|fantasia h. ♡|
"we tried everything we could..."
ive been sitting at home for 2 weeks straight sobbing to myself.
i lost everybody i loved. i haven't seen or spoken to my kids in 2 whole weeks.
i haven't eaten, slept, or went to the studio since the incident. my phone died, and i haven't even charged it up to see who called or left me any messages.
i parked my car in the garage so no one would know i was home. ive been hearing knocking, but i didn't have the energy to move or talk to anyone.
ive accepted the fact that i have failed as a wife, mother, and daughter. it hurts to admit, but it's the truth, and im not gonna deny it. my wife hates me, and my kids probably do too.
it got so bad to the point where i collected all of the pills they prescribed me in the hospital and took them all at once. i was ready to end it all. it was selfish, but i had on my mind at the time, and i didn't know how else to deal with it.
this morning, i woke up and grabbed the bottle of tequila that i had sitting on my nightstand along with the 10 other empty bottles. i have been drinking and smoking the pain away. i could overdose right now, and no one would even notice.
a few hours later, i finally charged my phone up. i missed lots of calls and messages from jermaine, my mom, taraji and her parents, kelly, jen, paisley, and even halo.
j.dupri : Ayo hit me back.
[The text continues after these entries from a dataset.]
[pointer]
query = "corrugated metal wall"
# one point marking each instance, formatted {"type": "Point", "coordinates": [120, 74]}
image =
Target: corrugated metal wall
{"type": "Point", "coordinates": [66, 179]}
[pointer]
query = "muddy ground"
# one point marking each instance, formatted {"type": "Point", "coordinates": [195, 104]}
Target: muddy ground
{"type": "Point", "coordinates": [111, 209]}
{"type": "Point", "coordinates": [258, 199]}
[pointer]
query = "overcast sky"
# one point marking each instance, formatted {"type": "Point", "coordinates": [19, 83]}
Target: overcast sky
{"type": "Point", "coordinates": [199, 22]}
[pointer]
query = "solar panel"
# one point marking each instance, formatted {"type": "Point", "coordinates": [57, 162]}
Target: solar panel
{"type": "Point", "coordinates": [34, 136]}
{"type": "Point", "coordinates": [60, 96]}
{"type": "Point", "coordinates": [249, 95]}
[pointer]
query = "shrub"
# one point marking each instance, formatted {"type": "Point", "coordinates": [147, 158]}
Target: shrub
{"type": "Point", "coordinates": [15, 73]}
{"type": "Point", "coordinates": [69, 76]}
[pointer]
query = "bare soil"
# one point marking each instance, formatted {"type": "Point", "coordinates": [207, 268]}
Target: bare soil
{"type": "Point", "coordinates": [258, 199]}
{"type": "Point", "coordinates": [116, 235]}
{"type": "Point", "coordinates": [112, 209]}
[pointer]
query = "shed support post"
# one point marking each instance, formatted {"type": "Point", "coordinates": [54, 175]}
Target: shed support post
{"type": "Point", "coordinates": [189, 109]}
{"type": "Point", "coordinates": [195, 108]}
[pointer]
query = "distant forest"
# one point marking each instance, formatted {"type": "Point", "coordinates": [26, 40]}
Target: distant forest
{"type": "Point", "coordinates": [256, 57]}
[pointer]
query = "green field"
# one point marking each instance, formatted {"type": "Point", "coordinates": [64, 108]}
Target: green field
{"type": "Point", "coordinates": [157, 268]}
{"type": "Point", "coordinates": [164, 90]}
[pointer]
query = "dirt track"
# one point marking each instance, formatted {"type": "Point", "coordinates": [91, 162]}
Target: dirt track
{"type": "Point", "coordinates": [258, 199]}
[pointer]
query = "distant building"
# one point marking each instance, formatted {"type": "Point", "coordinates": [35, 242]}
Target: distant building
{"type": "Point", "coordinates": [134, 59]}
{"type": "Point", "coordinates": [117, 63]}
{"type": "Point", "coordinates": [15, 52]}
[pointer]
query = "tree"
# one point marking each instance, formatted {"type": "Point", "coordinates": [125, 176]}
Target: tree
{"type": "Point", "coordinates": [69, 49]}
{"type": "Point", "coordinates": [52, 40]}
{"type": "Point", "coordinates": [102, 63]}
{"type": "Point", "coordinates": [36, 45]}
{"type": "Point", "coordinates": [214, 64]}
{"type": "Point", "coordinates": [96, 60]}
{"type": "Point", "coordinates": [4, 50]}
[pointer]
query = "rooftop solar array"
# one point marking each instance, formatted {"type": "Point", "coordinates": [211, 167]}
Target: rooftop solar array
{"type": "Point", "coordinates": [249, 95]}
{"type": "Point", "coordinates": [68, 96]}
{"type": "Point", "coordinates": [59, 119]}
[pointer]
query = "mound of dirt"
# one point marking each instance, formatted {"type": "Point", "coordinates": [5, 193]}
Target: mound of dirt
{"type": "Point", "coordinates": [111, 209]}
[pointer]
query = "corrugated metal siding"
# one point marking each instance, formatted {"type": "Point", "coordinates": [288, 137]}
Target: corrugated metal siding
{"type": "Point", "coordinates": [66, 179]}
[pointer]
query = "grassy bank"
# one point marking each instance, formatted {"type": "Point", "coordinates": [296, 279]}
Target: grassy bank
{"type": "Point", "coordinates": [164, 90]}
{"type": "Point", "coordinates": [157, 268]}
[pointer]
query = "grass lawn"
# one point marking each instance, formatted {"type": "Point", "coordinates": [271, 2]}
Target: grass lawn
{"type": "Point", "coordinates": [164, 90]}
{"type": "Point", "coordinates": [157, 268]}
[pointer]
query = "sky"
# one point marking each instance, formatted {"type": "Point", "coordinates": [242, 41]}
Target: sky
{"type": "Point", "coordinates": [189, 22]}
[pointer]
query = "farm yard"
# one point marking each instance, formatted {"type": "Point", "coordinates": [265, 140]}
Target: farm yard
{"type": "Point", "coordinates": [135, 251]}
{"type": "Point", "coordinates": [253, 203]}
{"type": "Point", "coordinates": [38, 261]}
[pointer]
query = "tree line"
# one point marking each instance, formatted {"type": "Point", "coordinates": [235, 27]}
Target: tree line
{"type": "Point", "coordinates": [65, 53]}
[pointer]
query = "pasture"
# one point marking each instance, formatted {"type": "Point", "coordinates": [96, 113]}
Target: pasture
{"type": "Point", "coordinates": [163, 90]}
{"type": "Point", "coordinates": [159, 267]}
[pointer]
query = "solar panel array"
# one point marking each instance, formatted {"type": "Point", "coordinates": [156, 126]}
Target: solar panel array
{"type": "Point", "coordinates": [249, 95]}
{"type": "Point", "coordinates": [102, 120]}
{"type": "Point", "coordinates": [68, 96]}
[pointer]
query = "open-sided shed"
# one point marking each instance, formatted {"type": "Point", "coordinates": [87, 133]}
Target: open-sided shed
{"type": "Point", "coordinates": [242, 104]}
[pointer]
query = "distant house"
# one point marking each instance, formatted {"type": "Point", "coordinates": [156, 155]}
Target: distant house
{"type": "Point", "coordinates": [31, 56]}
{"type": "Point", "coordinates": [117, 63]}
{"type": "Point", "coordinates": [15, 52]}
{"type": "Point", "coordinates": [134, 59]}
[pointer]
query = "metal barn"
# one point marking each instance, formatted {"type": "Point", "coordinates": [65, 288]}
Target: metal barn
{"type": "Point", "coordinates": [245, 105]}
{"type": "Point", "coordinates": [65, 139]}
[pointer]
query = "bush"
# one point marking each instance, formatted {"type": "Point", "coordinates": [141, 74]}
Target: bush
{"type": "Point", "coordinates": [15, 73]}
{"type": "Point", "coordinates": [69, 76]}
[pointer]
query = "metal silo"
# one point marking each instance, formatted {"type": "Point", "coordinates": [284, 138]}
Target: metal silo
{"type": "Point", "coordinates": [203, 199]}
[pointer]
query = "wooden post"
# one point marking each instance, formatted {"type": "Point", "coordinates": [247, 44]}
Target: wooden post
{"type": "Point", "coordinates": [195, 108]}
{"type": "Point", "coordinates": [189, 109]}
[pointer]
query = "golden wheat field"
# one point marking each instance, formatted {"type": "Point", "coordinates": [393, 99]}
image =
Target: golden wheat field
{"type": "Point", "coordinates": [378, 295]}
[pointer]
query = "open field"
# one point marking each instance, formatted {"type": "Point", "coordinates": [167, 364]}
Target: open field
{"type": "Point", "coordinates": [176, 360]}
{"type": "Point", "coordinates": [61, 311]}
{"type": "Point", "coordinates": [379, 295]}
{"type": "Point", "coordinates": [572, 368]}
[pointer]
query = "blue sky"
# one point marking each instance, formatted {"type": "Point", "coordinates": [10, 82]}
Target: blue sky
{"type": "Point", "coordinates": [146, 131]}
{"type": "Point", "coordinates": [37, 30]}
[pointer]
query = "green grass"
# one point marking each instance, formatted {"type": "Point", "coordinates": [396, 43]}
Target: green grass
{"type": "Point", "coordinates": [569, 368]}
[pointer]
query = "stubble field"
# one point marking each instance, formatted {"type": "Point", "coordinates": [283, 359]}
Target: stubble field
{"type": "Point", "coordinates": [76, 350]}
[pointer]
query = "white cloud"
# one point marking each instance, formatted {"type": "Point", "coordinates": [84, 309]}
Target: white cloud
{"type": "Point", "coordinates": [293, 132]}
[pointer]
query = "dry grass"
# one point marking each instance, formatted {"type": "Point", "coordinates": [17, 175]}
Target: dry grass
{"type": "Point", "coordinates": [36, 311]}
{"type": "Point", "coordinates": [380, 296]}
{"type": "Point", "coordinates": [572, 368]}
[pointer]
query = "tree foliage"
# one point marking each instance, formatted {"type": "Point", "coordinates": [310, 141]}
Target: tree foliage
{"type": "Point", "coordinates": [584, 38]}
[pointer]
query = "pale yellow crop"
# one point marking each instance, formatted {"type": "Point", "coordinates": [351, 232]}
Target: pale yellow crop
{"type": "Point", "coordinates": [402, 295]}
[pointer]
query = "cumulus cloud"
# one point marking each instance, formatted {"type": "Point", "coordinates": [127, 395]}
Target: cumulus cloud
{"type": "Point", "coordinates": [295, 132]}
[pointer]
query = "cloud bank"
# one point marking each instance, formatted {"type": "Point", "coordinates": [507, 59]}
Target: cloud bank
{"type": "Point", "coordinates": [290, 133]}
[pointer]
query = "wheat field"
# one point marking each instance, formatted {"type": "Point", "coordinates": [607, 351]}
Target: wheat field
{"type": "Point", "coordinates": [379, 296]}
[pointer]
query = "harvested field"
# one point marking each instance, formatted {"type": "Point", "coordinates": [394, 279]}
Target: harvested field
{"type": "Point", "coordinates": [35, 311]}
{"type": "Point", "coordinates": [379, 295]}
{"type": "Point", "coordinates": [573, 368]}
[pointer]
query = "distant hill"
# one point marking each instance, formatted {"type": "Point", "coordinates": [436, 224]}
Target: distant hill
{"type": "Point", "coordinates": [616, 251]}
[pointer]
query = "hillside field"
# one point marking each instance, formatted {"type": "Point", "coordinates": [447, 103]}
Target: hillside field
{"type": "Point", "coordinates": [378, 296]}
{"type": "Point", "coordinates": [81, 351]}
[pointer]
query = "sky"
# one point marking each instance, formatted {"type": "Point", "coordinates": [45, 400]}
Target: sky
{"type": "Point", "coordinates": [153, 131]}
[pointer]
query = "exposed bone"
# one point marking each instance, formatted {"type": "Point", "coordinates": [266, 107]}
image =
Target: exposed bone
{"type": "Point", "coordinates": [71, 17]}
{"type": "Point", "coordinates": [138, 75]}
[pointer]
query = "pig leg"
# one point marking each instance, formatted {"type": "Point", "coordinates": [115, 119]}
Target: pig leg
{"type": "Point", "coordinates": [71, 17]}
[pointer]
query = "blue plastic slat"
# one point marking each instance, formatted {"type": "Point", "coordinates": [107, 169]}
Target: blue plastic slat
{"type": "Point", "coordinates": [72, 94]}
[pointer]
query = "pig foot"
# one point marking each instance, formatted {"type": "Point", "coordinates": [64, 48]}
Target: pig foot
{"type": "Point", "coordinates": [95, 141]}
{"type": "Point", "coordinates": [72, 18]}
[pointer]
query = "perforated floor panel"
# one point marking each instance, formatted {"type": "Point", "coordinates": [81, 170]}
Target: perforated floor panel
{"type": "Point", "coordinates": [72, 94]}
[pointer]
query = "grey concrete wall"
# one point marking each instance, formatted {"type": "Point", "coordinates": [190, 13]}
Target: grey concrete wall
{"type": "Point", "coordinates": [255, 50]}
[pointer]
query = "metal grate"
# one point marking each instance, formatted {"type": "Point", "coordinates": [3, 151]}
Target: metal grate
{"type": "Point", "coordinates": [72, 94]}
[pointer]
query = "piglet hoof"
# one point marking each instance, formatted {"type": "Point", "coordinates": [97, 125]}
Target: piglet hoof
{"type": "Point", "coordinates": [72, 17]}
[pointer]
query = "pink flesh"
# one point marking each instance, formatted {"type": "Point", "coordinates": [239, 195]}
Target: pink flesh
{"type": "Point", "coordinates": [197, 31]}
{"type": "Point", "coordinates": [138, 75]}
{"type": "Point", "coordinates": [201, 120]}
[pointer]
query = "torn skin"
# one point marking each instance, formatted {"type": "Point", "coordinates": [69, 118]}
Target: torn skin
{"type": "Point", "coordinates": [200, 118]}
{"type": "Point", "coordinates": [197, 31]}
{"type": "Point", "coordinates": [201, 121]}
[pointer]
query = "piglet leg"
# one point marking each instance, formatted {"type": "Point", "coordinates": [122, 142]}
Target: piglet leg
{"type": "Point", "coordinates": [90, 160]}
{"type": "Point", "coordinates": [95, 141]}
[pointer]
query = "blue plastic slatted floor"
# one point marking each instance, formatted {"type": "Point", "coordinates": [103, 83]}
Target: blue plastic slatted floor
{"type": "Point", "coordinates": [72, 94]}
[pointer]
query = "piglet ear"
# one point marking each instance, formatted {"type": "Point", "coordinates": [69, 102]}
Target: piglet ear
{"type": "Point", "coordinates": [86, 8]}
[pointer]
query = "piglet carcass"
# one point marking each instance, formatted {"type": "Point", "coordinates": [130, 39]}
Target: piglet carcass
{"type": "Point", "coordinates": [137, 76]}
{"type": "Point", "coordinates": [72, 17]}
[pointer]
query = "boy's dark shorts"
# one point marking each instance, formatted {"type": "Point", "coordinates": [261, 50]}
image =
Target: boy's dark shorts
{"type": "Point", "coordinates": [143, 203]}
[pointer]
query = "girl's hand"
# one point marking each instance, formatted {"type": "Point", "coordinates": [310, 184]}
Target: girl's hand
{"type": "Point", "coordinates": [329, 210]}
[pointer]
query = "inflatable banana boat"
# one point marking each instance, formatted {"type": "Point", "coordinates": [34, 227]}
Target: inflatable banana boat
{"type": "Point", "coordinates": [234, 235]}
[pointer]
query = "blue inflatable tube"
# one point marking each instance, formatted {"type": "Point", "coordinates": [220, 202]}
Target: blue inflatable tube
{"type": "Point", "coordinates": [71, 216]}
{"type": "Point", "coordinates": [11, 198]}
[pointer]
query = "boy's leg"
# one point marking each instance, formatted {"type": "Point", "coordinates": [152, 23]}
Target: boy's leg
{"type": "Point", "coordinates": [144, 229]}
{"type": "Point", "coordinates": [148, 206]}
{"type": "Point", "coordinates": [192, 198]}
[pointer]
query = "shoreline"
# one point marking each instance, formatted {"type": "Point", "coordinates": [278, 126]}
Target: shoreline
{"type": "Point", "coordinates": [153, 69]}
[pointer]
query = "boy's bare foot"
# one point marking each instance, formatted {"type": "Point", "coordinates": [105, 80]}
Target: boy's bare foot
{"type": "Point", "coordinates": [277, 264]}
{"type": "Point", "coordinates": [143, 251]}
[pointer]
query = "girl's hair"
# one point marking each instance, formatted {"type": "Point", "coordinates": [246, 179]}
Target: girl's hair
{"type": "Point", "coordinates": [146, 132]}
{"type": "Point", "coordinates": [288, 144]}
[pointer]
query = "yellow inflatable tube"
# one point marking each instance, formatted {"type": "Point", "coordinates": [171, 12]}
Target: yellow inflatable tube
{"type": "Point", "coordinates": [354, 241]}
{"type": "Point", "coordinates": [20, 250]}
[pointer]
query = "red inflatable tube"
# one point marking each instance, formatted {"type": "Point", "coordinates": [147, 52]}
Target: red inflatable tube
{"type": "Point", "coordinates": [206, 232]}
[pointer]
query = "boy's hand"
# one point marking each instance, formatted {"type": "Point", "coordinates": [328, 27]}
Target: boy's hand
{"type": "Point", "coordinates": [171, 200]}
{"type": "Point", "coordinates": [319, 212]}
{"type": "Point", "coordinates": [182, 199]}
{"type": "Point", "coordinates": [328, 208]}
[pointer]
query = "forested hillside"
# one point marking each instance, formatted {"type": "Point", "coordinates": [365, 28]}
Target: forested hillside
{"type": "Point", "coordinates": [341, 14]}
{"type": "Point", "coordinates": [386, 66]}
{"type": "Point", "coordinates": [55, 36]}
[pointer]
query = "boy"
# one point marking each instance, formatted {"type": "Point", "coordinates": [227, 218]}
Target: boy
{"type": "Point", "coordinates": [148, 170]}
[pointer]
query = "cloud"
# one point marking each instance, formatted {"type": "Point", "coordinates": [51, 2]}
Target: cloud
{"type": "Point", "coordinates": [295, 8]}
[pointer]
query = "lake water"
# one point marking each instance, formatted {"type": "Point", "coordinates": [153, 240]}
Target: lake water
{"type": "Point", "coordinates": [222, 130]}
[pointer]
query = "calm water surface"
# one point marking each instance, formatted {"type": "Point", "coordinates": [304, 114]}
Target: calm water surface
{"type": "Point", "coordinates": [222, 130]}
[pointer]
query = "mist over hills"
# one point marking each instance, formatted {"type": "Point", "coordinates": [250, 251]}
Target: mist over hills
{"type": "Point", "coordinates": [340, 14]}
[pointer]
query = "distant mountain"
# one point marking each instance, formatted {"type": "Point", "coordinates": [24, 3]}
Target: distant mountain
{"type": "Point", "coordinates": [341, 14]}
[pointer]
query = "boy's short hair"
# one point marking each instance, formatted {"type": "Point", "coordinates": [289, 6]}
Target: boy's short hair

Haven't seen you in two weeks. Just making sure u ok, legend.
first born👩👧🤍: Hi Mommy
5 missed calls from Mi Esposa💍
mi esposa💍: The kids are expecting to see you at their important events. be there. i sent you all of the details.
first born👩👧🩷: I'm a ballerina now. Mama signed me up, and I made the team. I would love it if you came to watch me dance
second born👩👦💙: I had my first huge game today, and you didn't make it. Maybe next time?
mi esposa💍: no show. as i thought. keep your distance
mommy💜: Call me back, please. are you okay? taraji said she hadn't heard from you in weeks.
mommy💜: tasia, leave me a voicemail or something.
mommy💜: You're not responding, so now I'm even more worried. we'll be down there tomorrow
mommy💜: i love you, monique
i sighed and closed my phone. tears formed in my eyes, i took a deep gulp of the liquor and lit up a blunt. i dont see how ive been surviving because i literally have not been eating any food even after downing so much liquor. i eventually fell off to sleep.
the next day, i jumped up out of bed to vomit. i had no energy to shower whatsoever, but i took a nice cold bath to wake me up a little. i can't lie and say i didn't fall asleep in there because i did. i stepped out and felt dizzy. i wrapped a towel around my body and my hair before i went to sit down on the bed. i just threw on a bra and underwear. putting on clothes would've made me extra hot.
i looked on my stand, contemplating whether i should take the medicine in the clear packaging or not. maybe it'll help me focus or go to sleep forever. either way, it would do me justice. before i could reach for them, i heard a door open and close. i froze, waiting for whoever it was to say something else. i was a little in space from smoking so much, but i was alert.